Regularly people tell me they admire my courage.  It always puts a smile on my face.  Me ...Miss Courageous.

Last night I snuggled up in bed with a magzaine and ... up came the word courage again.  The article described it as bravery, fortitude, will, and intrepidity.  The author saw it as the ability to confront fear, pain, risk, danger, uncertainty and intimidation. "Physical courage" is courage in the face of physical pain, hardship, death, or threat of death, while "moral courage" is the ability to act rightly in the face of popular opposition, shame, scandal or discouragement.

Hmmm ... this certainly put my courage in a different perspective. LOL

So this morning I googled for courage.

As a [desirable] quality, courage is discussed broadly in Aristotle's Nicomachean Ethics, where its vice of shortage is cowardice and its vice of excess is recklessness.

In Roman Catholicism, courage is referred to as "Fortitude" as one of the four cardinal virtues, along with prudence, justice and temperance. In both Catholicism and Anglicanism, courage is also one of the seven gifts of the Holy Spirit.

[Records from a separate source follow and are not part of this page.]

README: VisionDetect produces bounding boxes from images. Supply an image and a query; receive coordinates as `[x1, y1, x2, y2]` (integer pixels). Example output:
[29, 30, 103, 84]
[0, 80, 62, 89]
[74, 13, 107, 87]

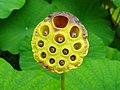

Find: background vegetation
[0, 0, 120, 90]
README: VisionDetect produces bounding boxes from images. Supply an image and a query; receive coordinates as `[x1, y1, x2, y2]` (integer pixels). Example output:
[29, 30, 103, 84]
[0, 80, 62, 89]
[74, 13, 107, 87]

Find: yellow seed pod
[31, 12, 89, 73]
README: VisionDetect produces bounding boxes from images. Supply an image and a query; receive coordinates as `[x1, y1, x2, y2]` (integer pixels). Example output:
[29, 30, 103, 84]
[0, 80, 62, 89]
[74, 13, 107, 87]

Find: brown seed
[55, 34, 65, 43]
[41, 52, 46, 58]
[38, 41, 44, 47]
[43, 30, 49, 36]
[58, 37, 64, 43]
[59, 60, 65, 66]
[49, 58, 55, 64]
[63, 49, 69, 55]
[50, 46, 56, 53]
[71, 32, 77, 38]
[74, 43, 81, 50]
[70, 55, 76, 61]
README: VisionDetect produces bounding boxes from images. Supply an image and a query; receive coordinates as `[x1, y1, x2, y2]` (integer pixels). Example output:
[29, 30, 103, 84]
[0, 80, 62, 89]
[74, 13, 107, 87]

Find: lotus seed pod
[31, 12, 89, 73]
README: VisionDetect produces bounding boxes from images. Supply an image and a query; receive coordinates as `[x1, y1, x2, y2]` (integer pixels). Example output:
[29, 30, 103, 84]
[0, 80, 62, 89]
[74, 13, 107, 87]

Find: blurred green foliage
[0, 0, 120, 90]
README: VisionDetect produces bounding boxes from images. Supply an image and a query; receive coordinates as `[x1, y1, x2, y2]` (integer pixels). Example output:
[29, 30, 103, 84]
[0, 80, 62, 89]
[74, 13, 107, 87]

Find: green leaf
[106, 47, 120, 61]
[65, 59, 120, 90]
[53, 0, 114, 45]
[0, 58, 61, 90]
[113, 0, 120, 7]
[0, 0, 53, 54]
[0, 0, 114, 54]
[0, 0, 25, 19]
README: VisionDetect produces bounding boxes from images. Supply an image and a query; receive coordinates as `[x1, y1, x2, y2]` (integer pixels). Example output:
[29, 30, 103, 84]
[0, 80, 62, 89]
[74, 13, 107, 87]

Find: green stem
[61, 73, 65, 90]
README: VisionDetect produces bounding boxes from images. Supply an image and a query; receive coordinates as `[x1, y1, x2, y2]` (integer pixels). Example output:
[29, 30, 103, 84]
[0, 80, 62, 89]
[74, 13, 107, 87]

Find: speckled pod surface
[31, 12, 89, 73]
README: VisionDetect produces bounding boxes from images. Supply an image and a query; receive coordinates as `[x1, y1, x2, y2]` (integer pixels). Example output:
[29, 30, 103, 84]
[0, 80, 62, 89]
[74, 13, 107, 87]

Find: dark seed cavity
[50, 58, 55, 64]
[70, 26, 79, 38]
[41, 52, 46, 58]
[70, 55, 76, 61]
[38, 41, 44, 47]
[55, 34, 65, 43]
[63, 49, 69, 55]
[74, 43, 81, 50]
[50, 46, 56, 53]
[59, 60, 65, 66]
[43, 30, 49, 36]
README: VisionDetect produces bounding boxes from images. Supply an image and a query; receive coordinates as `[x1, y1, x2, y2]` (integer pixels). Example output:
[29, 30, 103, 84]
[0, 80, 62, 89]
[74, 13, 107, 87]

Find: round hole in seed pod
[55, 34, 65, 43]
[62, 48, 69, 55]
[49, 46, 56, 53]
[40, 25, 49, 36]
[41, 52, 46, 58]
[59, 60, 65, 66]
[70, 26, 79, 38]
[70, 55, 76, 61]
[74, 43, 81, 50]
[49, 58, 55, 64]
[38, 40, 44, 47]
[53, 16, 68, 28]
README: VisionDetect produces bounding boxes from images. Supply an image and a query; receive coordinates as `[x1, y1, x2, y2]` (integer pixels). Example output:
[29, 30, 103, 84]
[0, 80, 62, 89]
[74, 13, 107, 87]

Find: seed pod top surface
[31, 12, 89, 73]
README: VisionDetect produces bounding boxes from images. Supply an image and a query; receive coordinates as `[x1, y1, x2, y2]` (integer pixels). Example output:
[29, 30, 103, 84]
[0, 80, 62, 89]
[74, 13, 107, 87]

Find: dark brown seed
[38, 41, 44, 47]
[70, 32, 77, 38]
[63, 49, 69, 55]
[50, 46, 56, 53]
[41, 52, 46, 58]
[74, 43, 81, 50]
[43, 30, 49, 36]
[55, 34, 65, 43]
[59, 60, 65, 66]
[70, 55, 76, 61]
[50, 58, 55, 64]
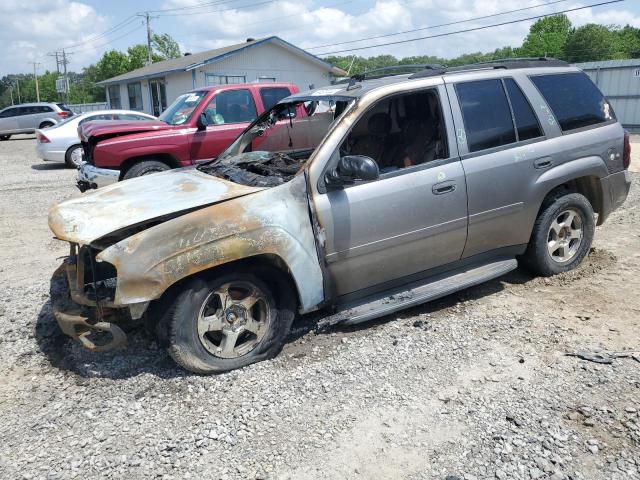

Søren Kierkegaard opposed courage to angst, while Paul Tillich opposed an existential courage to be to non-being, fundamentally equating it with religion:
"Courage is the self-affirmation of being in spite of the fact of non-being. It is the act of the individual self in taking the anxiety of non-being upon itself by affirming itself ... in the anxiety of guilt and condemnation. ... every courage to be has openly or covertly a religious root. For religion is the state of being grasped by the power of being itself."
J.R.R. Tolkien identified in his 1936 lecture "Beowulf: The Monsters and the Critics" a "Northern 'theory of courage'"—the heroic or "virtuous pagan" insistence to do the right thing even in the face of certain defeat without promise of reward or salvation:
It is the strength of the northern mythological imagination that it faced this problem, put the monsters in the centre, gave them victory but no honour, and found a potent and terrible solution in naked will and courage. 'As a working theory absolutely impregnable.' So potent is it, that while the older southern imagination has faded forever into literary ornament, the northern has power, as it were, to revive its spirit even in our own times. It can work, as it did even with the goðlauss Viking, without gods: martial heroism as its own end.
Virtuous pagan heroism or courage in this sense is "trusting in your own strength," as observed by Jacob Grimm in his Teutonic Mythology,
Men who, turning away in utter disgust and doubt from the heathen faith, placed their reliance on their own strength and virtue. Thus in the Sôlar lioð 17 we read of Vêbogi and Râdey â sik þau trûðu, "in themselves they trusted"
Ernest Hemingway famously defined courage as "grace under pressure."





So my dearest friends ... what is your definition of courage???